We walked together and every once in a while I turned around to catch a view. For some reason, I still felt kind of lucky. The river corridor was undeniably pretty, with its mix of ponderosas and deciduous trees framing St. Mary’s Peak and the Bass Creek Crags. We could see the same mountains from our living room, but I felt like we had traveled many miles. At home, just 15 minutes away, I’d probably be trying to squeeze in a few loads of laundry …

“Uh-oh.” Tony stopped.

We had reached a riparian intersection. Here the river split into two main forks. The year before, we had found a reasonable crossing to reach a hole on the other side. Tony had caught a nice brown, and I had almost caught, well, something. But this year’s high water had apparently done some remodeling, shoving up steep walls of gravel and scouring down the streambed. Even now in low water, we were left with a different world. The first channel, once a shin-deep slog, looked risky. The second channel, formerly an exciting tussle with fast, knee-high current, appeared life-threatening.

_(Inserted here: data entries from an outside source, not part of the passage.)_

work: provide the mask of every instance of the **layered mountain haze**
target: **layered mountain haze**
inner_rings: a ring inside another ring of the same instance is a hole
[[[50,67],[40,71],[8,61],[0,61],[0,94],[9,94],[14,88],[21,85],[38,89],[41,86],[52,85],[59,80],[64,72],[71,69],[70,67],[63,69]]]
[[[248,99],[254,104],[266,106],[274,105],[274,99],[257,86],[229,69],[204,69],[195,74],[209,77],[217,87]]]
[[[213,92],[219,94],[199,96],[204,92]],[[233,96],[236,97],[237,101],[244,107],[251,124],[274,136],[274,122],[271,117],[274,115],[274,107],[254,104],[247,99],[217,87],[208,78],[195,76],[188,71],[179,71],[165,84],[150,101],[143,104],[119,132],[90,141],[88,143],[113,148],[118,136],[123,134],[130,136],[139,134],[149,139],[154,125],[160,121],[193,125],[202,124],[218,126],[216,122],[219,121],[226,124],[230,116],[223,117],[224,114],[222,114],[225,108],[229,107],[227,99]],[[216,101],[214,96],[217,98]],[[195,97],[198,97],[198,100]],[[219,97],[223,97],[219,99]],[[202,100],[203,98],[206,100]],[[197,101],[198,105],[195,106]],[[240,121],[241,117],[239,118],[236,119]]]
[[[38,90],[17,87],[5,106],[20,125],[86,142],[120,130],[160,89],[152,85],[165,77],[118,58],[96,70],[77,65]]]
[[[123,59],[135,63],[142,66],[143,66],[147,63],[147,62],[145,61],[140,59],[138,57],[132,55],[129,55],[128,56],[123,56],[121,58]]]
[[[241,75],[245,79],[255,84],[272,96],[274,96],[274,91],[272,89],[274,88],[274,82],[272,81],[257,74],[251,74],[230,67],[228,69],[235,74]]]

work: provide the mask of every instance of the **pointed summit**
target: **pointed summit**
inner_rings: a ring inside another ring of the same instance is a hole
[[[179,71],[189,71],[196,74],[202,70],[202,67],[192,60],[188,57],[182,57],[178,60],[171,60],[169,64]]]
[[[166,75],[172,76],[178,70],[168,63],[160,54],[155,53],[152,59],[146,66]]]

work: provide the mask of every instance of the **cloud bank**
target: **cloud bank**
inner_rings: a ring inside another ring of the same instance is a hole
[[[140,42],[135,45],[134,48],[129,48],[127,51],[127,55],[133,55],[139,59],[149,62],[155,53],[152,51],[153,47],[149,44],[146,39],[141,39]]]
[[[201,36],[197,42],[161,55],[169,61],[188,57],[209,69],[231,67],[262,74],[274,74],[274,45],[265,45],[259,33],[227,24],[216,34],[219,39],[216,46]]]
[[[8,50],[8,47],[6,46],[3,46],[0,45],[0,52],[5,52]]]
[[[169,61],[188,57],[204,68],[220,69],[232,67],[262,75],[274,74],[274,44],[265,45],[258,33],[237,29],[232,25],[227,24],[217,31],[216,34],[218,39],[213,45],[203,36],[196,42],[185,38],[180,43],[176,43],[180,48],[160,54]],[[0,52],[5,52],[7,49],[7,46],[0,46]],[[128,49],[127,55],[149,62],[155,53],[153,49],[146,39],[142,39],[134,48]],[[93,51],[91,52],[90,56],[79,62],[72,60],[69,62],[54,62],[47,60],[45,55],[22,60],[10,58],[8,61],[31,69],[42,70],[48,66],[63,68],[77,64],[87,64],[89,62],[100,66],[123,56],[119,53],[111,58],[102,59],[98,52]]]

“Sometimes I wish we had a boat,” Tony said.

“You said the same thing about a hamster.”

“I was just talking. Guess we can’t cross here.”

Thank goodness.

We stayed river left and followed last year’s minor stream, speculating as to whether it would eventually take over the river. I took a woolly bugger out for swimming lessons in a few promising locations. Then I snagged it on an underwater stump — more littering. My husband, the sinker, fished from a log above another scary pool. I passed him and stopped to study the water. We had never walked this far north, and we were entering new territory.

Below the pool, the river widened, still holding a good current but shallower now — a casual wade. A small fish flipped at the junction of two braids. I sloshed out to an island and sat down, just watching. A cloud of tiny, pale insects fluttered over the surface of the water. Another fish jumped, then another. By the time I counted 10 or 12, I was snipping monofilament and scanning my fly selection. Now I wanted to fish.

It was a relief when I made my first cast. That was more like it — thistledown. My drift was OK. I made several more casts into what appeared to be a feeding frenzy. The fish ignored my pretty little purple haze, which was starting to look huge next to the real bugs.

“My fly’s too big,” I told Tony, who had waded over to watch the action. “Use the smallest one you have.” I was already preparing for disappointment. This was the first surface feeding I had witnessed all day. By the time I swapped out my fly, it might be over.

But Tony was much faster — one advantage of spending a disproportionate amount of his life fly fishing. He quickly replaced his fly with a pale morning dun and handed over the fly rod.

“Here, take mine. I’ll tie on another one for you.” What a guy. But I noticed something strange about the way he had rigged the rod, with a scrap of tippet maybe 18 inches long between the fly and leader. I held it up.

“What happened?”

“I got lazy. You said to hurry.”

I had never fished that fly rod, an expensive colossus that spent most of its time on our bookcase. It was worthless on the creeks and likely to come to grief on the river. I didn’t want to be the one who tripped over it and turned it into a pricey recycling project. On my first cast, I said, “Wow.” What power.

With the scrubby tippet, my line kept getting bogged down, but I held the rod up like a cell phone tower to keep a natural-looking drift. And it worked. Two or three casts, and my fly disappeared in the mouth of a fish. I set the hook. Tony yelled. I yelled. “Finally!” I reeled it in.

The rainbow was small, about 8 or 10 inches, and not the prettiest fish, though I wouldn’t call it ugly. I couldn’t comment on its mental state. I held it gently and let it go with deep gratitude. And I kept fishing. Five minutes later, I caught another rainbow, my second fish. I had to use my actual forceps to remove the fly. Tony caught a fish too. And then it was time to leave.

On the hike back to the car, I ripped a 2-inch hole in my waders, but even a damp leg could not erase my smile.